Kiedy wydawało się, że największym zainteresowaniem Ania Lewandowska będzie się cieszyć w trakcie ciąży, to jednak to, co dzieje się po porodzie, przeszło chyba najśmielsze wyobrażenia. Codziennie pojawiają się artykuły na temat tego, jak wygląda, jak się czuje, gdzie odpoczywa, co je i jak ćwiczy. Zwłaszcza ta ostatnia kwestia budzi sporo emocji wśród jej fanów. Po tym, jak mistrzyni karate pokazała swój umięśniony brzuch zaledwie kilka tygodni po porodzie, sprawę zaczęli komentować inni znani ludzie. Jedni bronili sportsmenki i gratulowali jej doskonałej formy, inni natomiast zarzucali jej, że takimi fotografiami tylko wpędza inne matki w kompleksy.
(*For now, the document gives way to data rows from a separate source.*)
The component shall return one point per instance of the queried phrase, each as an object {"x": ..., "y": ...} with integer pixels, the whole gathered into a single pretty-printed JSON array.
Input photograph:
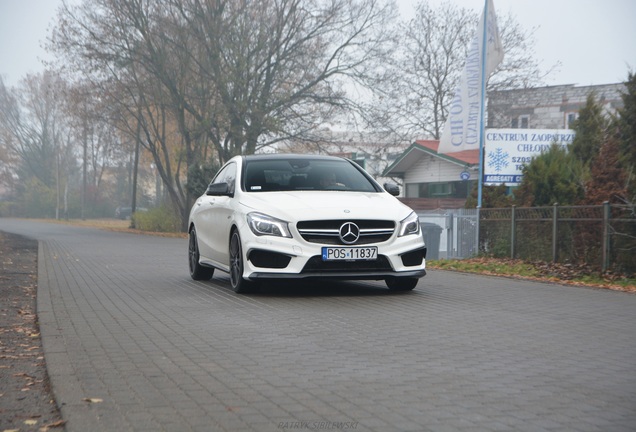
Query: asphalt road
[{"x": 132, "y": 343}]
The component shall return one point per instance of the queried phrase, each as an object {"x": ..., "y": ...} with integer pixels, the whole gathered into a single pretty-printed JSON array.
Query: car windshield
[{"x": 304, "y": 174}]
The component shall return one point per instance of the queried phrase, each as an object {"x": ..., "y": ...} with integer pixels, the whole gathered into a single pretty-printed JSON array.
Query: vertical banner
[{"x": 462, "y": 130}]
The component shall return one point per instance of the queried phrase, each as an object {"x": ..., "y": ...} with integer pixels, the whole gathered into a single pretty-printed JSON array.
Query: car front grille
[{"x": 328, "y": 231}]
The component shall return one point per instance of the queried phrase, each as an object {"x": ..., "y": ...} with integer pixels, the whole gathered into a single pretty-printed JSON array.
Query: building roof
[{"x": 419, "y": 148}]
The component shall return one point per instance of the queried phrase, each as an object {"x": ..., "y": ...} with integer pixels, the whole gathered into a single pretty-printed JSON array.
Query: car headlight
[
  {"x": 410, "y": 225},
  {"x": 261, "y": 224}
]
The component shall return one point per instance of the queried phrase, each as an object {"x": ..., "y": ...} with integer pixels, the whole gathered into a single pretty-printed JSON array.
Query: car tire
[
  {"x": 197, "y": 271},
  {"x": 401, "y": 283},
  {"x": 238, "y": 283}
]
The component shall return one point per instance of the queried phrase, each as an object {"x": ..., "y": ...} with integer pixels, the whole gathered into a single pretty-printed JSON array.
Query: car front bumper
[{"x": 268, "y": 257}]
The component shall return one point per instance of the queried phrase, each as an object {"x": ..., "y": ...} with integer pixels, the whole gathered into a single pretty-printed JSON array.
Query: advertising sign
[{"x": 506, "y": 151}]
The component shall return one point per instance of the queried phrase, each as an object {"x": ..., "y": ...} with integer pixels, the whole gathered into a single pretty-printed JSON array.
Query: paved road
[{"x": 122, "y": 322}]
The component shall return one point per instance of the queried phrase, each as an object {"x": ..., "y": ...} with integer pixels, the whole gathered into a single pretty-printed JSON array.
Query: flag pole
[{"x": 484, "y": 46}]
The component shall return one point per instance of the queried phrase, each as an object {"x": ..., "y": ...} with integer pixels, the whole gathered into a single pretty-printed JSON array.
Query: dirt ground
[{"x": 26, "y": 401}]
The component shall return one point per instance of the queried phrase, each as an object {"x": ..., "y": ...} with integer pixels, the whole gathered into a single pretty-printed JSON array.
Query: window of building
[
  {"x": 520, "y": 122},
  {"x": 457, "y": 189}
]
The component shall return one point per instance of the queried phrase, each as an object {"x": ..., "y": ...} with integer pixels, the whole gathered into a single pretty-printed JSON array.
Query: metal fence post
[
  {"x": 513, "y": 229},
  {"x": 477, "y": 233},
  {"x": 555, "y": 219},
  {"x": 606, "y": 238}
]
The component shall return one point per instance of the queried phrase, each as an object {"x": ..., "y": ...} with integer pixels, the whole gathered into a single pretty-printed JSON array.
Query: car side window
[{"x": 227, "y": 175}]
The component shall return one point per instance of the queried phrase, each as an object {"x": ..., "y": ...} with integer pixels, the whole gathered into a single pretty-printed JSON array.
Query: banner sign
[
  {"x": 463, "y": 125},
  {"x": 506, "y": 151}
]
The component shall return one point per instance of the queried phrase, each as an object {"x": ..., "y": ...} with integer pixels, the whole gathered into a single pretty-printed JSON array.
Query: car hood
[{"x": 303, "y": 205}]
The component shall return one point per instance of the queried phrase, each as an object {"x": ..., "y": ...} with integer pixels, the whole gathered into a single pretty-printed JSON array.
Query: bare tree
[
  {"x": 235, "y": 75},
  {"x": 417, "y": 84},
  {"x": 34, "y": 131}
]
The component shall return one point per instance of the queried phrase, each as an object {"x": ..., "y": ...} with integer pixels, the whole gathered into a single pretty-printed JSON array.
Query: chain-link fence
[{"x": 602, "y": 237}]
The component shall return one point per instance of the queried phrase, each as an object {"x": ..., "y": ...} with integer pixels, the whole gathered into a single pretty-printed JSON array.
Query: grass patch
[{"x": 541, "y": 271}]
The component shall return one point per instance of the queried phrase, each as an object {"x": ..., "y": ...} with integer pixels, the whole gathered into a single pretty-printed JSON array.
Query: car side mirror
[
  {"x": 392, "y": 188},
  {"x": 218, "y": 189}
]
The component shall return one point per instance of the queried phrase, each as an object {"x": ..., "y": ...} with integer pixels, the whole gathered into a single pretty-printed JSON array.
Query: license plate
[{"x": 349, "y": 253}]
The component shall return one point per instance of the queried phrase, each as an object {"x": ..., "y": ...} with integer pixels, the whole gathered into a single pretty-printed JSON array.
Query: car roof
[{"x": 287, "y": 156}]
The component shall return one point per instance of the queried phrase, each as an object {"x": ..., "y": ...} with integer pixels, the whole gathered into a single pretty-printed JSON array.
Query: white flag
[{"x": 464, "y": 123}]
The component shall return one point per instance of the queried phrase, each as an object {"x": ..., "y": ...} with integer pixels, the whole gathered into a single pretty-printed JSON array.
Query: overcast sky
[{"x": 595, "y": 40}]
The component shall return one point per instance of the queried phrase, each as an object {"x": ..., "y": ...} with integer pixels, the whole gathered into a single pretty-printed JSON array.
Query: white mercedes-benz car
[{"x": 281, "y": 216}]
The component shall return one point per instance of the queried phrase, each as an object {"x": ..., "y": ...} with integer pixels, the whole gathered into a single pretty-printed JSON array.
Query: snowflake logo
[{"x": 498, "y": 159}]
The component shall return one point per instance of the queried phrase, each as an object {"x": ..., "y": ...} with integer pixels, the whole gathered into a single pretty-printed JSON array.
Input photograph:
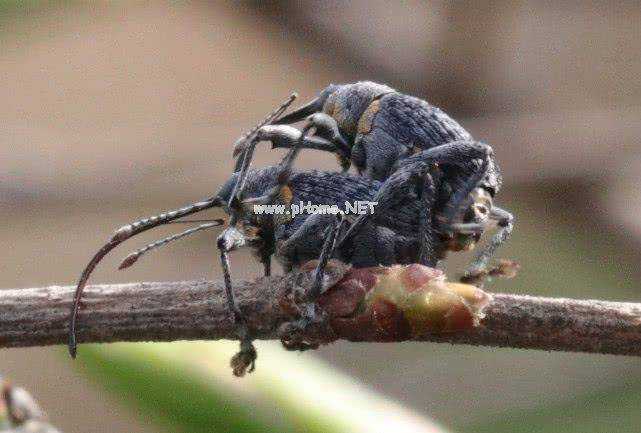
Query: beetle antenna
[
  {"x": 133, "y": 257},
  {"x": 121, "y": 235}
]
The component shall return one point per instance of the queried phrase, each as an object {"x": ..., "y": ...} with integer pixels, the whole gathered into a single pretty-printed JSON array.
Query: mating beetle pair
[{"x": 433, "y": 183}]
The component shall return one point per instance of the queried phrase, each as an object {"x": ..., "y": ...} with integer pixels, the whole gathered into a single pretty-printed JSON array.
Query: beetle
[
  {"x": 419, "y": 218},
  {"x": 376, "y": 128},
  {"x": 406, "y": 227}
]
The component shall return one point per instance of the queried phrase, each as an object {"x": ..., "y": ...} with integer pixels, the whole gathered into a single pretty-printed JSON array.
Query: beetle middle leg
[{"x": 293, "y": 333}]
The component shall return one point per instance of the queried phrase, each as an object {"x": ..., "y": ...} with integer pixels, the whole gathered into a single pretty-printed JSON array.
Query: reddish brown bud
[{"x": 400, "y": 302}]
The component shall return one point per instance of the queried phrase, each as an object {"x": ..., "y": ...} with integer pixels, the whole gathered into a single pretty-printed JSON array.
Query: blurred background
[{"x": 116, "y": 110}]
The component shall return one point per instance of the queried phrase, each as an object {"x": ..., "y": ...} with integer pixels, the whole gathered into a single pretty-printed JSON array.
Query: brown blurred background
[{"x": 112, "y": 111}]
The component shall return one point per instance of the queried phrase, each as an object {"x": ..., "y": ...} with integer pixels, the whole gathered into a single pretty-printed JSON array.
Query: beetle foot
[
  {"x": 306, "y": 333},
  {"x": 245, "y": 360}
]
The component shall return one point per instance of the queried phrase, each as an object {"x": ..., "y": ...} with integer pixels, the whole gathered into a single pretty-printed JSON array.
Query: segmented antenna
[
  {"x": 133, "y": 257},
  {"x": 240, "y": 144},
  {"x": 121, "y": 235}
]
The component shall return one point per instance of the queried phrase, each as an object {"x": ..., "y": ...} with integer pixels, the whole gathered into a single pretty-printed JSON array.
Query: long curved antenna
[
  {"x": 133, "y": 257},
  {"x": 239, "y": 145},
  {"x": 121, "y": 235}
]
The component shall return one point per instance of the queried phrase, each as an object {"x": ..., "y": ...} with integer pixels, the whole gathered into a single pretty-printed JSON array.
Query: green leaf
[{"x": 189, "y": 388}]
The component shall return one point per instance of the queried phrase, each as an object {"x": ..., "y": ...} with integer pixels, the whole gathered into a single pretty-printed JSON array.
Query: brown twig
[{"x": 168, "y": 311}]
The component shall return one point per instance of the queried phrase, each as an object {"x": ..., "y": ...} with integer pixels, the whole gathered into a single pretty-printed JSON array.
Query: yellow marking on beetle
[
  {"x": 366, "y": 120},
  {"x": 286, "y": 194}
]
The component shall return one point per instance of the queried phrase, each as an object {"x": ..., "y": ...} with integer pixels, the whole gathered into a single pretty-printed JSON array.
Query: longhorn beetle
[
  {"x": 378, "y": 130},
  {"x": 407, "y": 226}
]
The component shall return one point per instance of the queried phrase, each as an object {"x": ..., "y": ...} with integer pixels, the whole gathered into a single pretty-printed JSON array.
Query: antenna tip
[
  {"x": 73, "y": 348},
  {"x": 129, "y": 260}
]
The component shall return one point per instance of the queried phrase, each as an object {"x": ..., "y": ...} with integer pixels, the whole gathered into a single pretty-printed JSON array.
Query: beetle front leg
[{"x": 477, "y": 271}]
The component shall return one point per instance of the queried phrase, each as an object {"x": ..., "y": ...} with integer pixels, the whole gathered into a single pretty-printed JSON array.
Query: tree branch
[{"x": 366, "y": 305}]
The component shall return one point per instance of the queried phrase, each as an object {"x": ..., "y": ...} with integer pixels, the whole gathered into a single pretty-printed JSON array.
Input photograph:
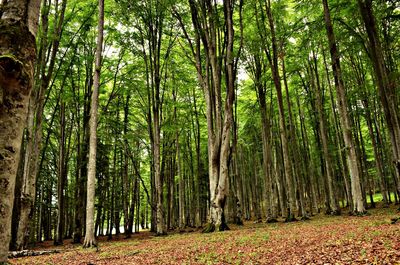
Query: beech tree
[
  {"x": 90, "y": 240},
  {"x": 18, "y": 25}
]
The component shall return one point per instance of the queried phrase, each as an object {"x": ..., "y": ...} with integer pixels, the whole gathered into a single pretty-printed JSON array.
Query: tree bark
[
  {"x": 386, "y": 84},
  {"x": 90, "y": 240},
  {"x": 333, "y": 203},
  {"x": 18, "y": 26},
  {"x": 351, "y": 152}
]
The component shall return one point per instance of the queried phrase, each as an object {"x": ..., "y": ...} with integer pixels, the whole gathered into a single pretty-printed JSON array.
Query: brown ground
[{"x": 322, "y": 240}]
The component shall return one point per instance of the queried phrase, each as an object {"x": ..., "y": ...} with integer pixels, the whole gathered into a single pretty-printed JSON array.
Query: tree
[
  {"x": 90, "y": 240},
  {"x": 351, "y": 153},
  {"x": 18, "y": 25}
]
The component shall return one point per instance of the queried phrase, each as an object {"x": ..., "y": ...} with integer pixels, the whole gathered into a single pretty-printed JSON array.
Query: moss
[
  {"x": 10, "y": 57},
  {"x": 223, "y": 227},
  {"x": 209, "y": 228}
]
Mimo to Ania nie przejmuje się głosami krytyki i dalej stara się motywować innych do aktywnego trybu życia. Ostatnio zamieściła na Instagramie filmik, na którym pokazała, jak ćwiczy. Przy nagraniu dodała wpis: „Dzisiaj walczymy - krótki trening, pamiętaj WSZYSTKO Z GŁOWĄ, ROZWAGĄ i NA PEŁNYYYM LUZIE! powrót do formy nie jest łatwy, ale wspólnie się wspierajmy
TABATA
Czas trwania: 4 minuty (4 ćwiczenia - 8 powtórzeń po 20 sekund / 10 sekund przerwy)
Trening oparty na protokole Tabaty, czyli intensywny trening interwałowy. Jednocześnie wzmacnia mięsnie całego ciała, szybko poprawia kondycję i spala tłuszcz, szczególnie ten zlokalizowany w okolicach talii.
Zestaw obejmuje ćwiczenia dynamiczne i angażujące wiele grup mięśniowych jednocześnie (…)”.
W dalszej części trenerka opisała przykładowe ćwiczenia.
Tym, co zaintrygowało komentatorów, były jednak… podskoki. Jedna z fanek napisała: „Takie podskoki po porodzie naturalnym to niestety nie dla mnie”. Większość kobiet była jednak zachwycona propozycją treningową od Lewandowskiej.
Posypała się masa pozytywnych wpisów i podziękowań za ciągłe motywowanie innych do ruchu.
„Świetnie wyglądasz, mega forma!” – podsumowała jedna z dziewczyn.